B I O G R A P H Y
Pianist Mark Neiwirth, a Steinway Artist, received the 2018 Idaho Governor's Award for Excellence in the Arts. He has gained an international reputation as soloist, chamber musician, teacher, adjudicator, composer and arranger. Concert tours have taken him to Europe, South Africa and India, as well as dozens of venues in the US. He was Chairman of the Piano Department at the Sun Valley School of Music for seven years and has been an Adjunct Professor of Piano at Idaho State University since 2005.
After his Carnegie Recital Hall debut, the New York Times said, “Neiwirth plays with poised precision, utmost sensitivity and high feeling for drama.” Following his New York Concerto Debut, performing the Brahms Concerto No. 2 in B-flat with the Manhattan Philharmonia, the review stated that “[Neiwirth] has a powerful technique and all the musical means to perform beautifully anything written for the piano.”
Mr.
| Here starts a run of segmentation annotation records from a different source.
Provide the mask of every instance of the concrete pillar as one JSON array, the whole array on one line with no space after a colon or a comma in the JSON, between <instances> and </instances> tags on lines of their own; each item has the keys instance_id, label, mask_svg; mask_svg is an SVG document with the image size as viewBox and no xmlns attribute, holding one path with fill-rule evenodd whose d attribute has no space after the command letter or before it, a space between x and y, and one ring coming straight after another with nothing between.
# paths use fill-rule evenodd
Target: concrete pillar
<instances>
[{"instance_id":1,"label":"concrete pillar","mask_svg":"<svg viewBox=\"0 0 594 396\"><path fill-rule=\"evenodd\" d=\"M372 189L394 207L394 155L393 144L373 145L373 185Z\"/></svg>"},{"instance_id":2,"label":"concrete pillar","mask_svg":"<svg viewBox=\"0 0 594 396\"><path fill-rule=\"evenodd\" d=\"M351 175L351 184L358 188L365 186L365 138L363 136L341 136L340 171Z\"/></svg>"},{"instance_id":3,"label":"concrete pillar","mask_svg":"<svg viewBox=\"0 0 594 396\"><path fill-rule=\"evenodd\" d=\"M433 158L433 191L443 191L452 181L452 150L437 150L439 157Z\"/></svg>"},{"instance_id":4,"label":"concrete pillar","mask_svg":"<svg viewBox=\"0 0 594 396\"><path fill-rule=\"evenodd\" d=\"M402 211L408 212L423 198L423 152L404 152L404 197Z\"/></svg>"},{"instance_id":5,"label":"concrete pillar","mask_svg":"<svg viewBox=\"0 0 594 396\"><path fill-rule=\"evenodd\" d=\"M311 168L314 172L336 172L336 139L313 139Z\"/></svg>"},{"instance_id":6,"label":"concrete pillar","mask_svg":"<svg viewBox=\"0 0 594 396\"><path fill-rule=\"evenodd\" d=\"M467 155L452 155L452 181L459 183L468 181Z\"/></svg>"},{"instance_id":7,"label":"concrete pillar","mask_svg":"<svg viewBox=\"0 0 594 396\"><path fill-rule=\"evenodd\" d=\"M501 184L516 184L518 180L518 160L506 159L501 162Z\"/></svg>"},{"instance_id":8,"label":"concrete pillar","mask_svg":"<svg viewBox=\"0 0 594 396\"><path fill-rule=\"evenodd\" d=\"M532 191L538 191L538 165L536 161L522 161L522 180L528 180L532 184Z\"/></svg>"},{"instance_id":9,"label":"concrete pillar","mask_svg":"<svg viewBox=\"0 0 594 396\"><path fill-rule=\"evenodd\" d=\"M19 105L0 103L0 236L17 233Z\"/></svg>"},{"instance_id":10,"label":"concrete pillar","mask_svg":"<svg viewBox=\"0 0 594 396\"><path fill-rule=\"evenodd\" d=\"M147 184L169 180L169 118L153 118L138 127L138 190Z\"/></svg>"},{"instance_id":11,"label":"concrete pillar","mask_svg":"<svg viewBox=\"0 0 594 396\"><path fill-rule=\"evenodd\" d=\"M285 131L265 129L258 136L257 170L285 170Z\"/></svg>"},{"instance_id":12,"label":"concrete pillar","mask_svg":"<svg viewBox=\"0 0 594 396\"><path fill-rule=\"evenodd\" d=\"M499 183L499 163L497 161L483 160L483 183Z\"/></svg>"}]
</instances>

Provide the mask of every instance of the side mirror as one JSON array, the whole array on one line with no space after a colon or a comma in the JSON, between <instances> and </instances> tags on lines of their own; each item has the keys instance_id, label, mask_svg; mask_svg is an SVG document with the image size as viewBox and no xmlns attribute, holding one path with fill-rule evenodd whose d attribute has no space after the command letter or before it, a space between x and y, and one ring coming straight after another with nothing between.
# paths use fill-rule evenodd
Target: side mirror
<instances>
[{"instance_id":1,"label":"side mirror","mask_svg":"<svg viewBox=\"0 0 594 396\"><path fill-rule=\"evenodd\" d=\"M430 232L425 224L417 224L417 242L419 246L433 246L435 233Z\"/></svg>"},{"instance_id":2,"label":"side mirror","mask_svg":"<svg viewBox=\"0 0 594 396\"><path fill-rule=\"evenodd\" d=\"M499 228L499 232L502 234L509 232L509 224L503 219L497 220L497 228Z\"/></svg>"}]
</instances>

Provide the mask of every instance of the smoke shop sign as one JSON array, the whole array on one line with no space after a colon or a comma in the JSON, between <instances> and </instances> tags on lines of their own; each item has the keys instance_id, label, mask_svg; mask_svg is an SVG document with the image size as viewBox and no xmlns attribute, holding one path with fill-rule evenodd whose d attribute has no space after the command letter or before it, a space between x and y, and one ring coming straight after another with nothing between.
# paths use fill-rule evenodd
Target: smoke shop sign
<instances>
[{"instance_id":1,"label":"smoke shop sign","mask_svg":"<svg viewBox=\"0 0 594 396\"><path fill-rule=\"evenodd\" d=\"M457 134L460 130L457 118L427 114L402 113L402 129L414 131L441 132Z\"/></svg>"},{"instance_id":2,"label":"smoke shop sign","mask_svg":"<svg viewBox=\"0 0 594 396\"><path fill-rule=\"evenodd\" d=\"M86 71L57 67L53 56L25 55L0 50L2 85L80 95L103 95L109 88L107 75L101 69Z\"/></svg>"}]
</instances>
Neiwirth has performed a repertoire of more than 30 piano concerti with orchestras throughout the country. For sixteen years he was the featured concerto soloist with the Sun Valley Summer Symphony. As an avid chamber musician, he was a founding member of Davidsbund (New York City), the California Trio (Los Angeles), the Vista Trio (Salt Lake City), the Edgar M. Bronfman Chamber Series in Sun Valley, the Amadeus Trio of Idaho, and currently the Claviano Trio and the Neiwirth-Sherman Piano Duo. In 1997 he was declared the "Best Collaborative Pianist of the Year" by the Salt Lake Tribune.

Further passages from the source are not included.